The objective–requirement, actually–is to complete the 30-minute workout of the day, every day. Again, pretty simple. All the workouts are included on two DVDs. In summary, you have an upper body day, a lower body, a no-weight cardio, a cardio with weights, yoga and Pilates (both are deemed active recovery days), and a routine called the “Dirty 30”, which is basically a fully body circuit. Also included is a bonus 10-minute ab routine. Here’s my overall impression of the workout portion of The Fix:
- You have to workout every day, but each workout is only 30 minutes. With very little exception, almost anyone can make room for a half-hour workout in their day.
- There are very few equipment requirements. All you need is a set of “light” weights, and a set of “heavier” weights. All the weighted workouts focus on very high reps (most exercises are broken down into two-minute super sets), so even if you’re a total beast, you’re not going to be able to sustain very heavy weight…at least not anything that would cost more than $15 at a box store. On many of the workouts, you also have the option of subbing in resistance bands. I even used my Bulgarian bags a couple times.
- The workouts are very easy to follow along. I have no doubt that a person with little to no previous workout experience would have any trouble getting the hang of the routines. You’re encouraged to push yourself, but go at your own pace, and she always has a couple people doing modified movements (both novice and advanced).
- Autumn is easy on the eyes. To put it another way, I’d rather look at her for 30 minutes every day than look at Tony Horton for an hour and a half (or heaven forbid, Tony Little). That may be a shallow point, but I’m a man doing a fitness program that’s clearly marketed toward women–let me have my silver lining.
The Not-So Good:
- Every workout has a Beach Body advertisement that you HAVE to watch EVERY time…no skipping through it. I get pissed off at the movies sitting through commercials after buying an overpriced ticket, so you can imagine how irked I was at this little marketing gotcha. I finally gave up and just encoded an MP4 copy of each title, completely editing them out the ads altogether. That said, if you aren’t very tech savvy, you’re probably just going to have to get used to it…or write your congressman.
- I appreciate the simple format of the workouts, and I was definitely huffing and puffing during a few of them, but I still felt like they left a little to be desired, at least for a more experienced participant of the program. For a few days, I actually just scrapped the 21 Day Fix scheduled workout, and put my own together (e.g., an upper body routine that featured pull ups, and several push up variations). I also thought that the yoga was a little underwhelming. I’m not going to ding them too much on this since, again, I think it’s great for those just starting out, or trying to get back into it, and you definitely don’t want to over-train on a calorie deficient diet.
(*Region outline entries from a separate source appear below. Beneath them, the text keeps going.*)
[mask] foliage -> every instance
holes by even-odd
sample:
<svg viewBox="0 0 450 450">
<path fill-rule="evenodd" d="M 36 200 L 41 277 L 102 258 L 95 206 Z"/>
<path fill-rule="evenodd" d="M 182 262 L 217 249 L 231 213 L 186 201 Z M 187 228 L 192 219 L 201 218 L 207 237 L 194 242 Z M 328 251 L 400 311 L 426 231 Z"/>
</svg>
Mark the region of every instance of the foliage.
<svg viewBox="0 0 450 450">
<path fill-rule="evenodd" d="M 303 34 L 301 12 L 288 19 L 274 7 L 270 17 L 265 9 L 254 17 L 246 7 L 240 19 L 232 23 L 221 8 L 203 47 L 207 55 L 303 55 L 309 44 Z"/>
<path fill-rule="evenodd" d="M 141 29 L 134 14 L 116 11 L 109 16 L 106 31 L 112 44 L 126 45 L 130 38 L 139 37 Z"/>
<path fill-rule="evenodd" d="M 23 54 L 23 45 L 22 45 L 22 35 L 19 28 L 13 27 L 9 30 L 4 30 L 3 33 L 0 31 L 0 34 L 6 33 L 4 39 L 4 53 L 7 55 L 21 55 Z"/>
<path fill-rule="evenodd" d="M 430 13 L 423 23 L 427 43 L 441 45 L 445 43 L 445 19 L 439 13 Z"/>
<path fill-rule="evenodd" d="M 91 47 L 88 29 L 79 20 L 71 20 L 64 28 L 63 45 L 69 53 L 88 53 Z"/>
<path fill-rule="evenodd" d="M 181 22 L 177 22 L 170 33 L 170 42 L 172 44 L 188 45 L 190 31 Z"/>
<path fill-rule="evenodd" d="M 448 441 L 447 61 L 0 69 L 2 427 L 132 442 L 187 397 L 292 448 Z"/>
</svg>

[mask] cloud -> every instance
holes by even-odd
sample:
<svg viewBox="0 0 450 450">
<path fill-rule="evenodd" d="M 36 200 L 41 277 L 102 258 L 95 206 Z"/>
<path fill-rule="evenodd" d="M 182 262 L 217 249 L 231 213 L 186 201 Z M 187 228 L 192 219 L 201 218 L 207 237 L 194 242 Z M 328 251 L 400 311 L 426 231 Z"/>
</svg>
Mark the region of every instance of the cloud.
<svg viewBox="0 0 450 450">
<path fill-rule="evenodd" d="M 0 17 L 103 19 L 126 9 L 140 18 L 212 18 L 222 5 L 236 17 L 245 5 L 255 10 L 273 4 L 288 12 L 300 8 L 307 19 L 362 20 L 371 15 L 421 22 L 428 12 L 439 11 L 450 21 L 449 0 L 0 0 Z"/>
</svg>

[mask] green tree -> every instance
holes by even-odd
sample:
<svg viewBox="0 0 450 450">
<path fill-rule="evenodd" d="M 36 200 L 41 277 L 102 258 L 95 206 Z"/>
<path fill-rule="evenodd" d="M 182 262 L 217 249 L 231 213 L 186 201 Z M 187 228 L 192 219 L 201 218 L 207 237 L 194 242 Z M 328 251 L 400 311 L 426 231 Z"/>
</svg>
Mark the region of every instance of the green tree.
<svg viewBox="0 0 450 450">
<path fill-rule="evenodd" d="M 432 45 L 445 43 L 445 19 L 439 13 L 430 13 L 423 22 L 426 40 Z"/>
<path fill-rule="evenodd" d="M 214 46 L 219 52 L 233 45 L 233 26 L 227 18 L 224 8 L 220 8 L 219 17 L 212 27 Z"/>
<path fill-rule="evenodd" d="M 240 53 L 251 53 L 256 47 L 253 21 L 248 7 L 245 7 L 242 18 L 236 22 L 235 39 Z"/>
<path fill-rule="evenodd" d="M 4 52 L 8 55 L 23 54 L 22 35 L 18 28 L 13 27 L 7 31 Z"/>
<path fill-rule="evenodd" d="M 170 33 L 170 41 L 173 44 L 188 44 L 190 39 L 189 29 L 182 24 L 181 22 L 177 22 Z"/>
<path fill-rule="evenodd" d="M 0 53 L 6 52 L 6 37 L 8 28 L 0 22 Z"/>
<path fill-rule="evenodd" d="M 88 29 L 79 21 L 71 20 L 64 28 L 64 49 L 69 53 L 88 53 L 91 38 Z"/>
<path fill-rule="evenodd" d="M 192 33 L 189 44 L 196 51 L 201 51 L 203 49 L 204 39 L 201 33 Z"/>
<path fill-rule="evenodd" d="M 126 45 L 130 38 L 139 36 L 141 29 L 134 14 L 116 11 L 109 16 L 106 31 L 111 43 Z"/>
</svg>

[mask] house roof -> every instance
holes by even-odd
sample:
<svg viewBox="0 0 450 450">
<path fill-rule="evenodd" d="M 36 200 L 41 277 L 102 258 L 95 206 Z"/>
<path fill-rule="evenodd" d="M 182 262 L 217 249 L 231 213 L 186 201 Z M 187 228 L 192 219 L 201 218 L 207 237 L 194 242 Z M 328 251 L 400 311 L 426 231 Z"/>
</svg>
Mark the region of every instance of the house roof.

However, if you’re the high-speed animal type, you might want to have a few more challenging workouts in your back pocket, just in case.
- I said earlier that I love the fact that the workouts are only 30 minutes, but the warm-ups and cool-downs have a rushed, manufactured feel to them. Speaking as someone who has paid heavily for skimping on warm-ups and stretches, I’ll say that you might want to carve out an extra 5-10 minutes every workout just for safety’s sake.
- I’m totally nit-picking here, but Autumn shouts, “Yeh!?” a lot when asking whether or not her fellow peers are ready to begin each exercise. The first few times, it was kind of endearing, but after 21 days, my mute button was worn to a nub.
Summing it up
All things considered, the 21 Day Fix is a solid program that promises real results, especially to a beginner entering into the world of fitness. It has a couple minor hang ups that I mentioned, but its overall simplicity and conciseness makes it a program that I’d recommend to just about anyone looking to launch into a healthy lifestyle, capped with an inspiring outcome. YEH?!